Norman Baker: Liberal Democrat MP and "independent minded" manNorman Baker

If people voted with their feet, Norman Baker would have every reason to be worried. Aside from the student Liberal Democrat executive committee members, I can count the number of students in attendance at his talk on British politics on one hand. He half-jokes that the talk may as well have been held in his constituency, as he recognises some of the adult faces.

Norman Baker is a Liberal Democrat MP and, thanks to a recent reshuffle, Minister of State at the Home Office. He’s also a conspiracy theorist, publishing in 2007 The Strange Death of David Kelly, in which he questioned whether the real cause of the scientist’s death had been covered up by government. Caricatured by some parts of the media as eccentric, even a bit odd, much has been made of Clegg’s decision to trust him with our national security.

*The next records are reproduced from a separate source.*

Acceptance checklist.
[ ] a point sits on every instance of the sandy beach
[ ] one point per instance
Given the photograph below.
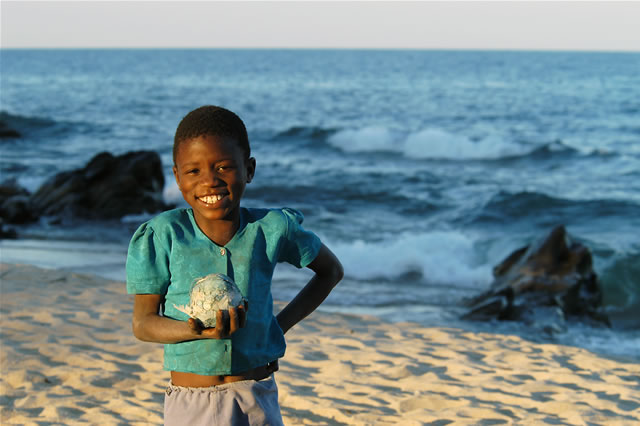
(68, 357)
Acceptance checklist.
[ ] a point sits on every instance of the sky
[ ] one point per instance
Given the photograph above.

I’m almost disappointed, as a result, by the talk and subsequent interview - he comes across as perfectly reasonable, professional and actually quite sensible.

I ask if he ever feels like an outsider.

“I regard myself as independent minded, I’ve always adopted a policy in life of following the evidence wherever it goes, and if the conclusions from the evidence are uncomfortable, then so be it…there’s a safe segment you can work in as an MP, and if you move outside that segment then you take risks. I’ve always moved outside that segment, because there are things, I think, that should be said and looked into.”

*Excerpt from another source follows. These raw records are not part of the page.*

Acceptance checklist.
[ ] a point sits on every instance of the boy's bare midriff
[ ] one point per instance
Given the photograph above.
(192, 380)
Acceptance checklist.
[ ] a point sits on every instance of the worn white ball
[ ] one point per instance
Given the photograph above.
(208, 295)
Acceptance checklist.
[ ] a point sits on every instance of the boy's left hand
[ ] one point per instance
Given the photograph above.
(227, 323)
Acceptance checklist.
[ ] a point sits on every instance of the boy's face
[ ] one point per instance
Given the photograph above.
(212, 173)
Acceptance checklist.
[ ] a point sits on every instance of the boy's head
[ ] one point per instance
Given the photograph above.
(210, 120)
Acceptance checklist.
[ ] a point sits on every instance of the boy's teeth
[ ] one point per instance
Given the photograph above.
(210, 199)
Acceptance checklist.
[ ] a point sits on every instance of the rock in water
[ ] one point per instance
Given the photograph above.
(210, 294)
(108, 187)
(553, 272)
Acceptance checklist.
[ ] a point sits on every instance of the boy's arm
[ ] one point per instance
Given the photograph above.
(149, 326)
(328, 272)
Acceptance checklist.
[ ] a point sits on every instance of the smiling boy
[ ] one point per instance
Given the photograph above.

A substantial part of his speech focuses on defending the party’s recent record. He sees policies such as the pupil premium, the raising of the income tax threshold and the closing of tax loopholes as part of a “huge list” of Liberal Democrat achievements in government that “wouldn’t be happening” under the Conservatives or the Labour Party.

Baker argues that his party got a “better deal in the coalition agreement than the Tories,” and believes seventy-five per cent of the coalition’s work to be positive.

He concedes, though, that some government actions have been “more difficult to justify.” He stops short of expressing pride in the government’s achievements, but tells me “I’m proud of the Lib Dem record. Genuinely.”

It strikes me as slightly odd then, that he spends so long justifying Liberal Democrat actions to an audience predominantly made up of party activists – why does he feel the need to defend the government’s record to a room of loyalists? Perhaps he was just expecting a bigger audience.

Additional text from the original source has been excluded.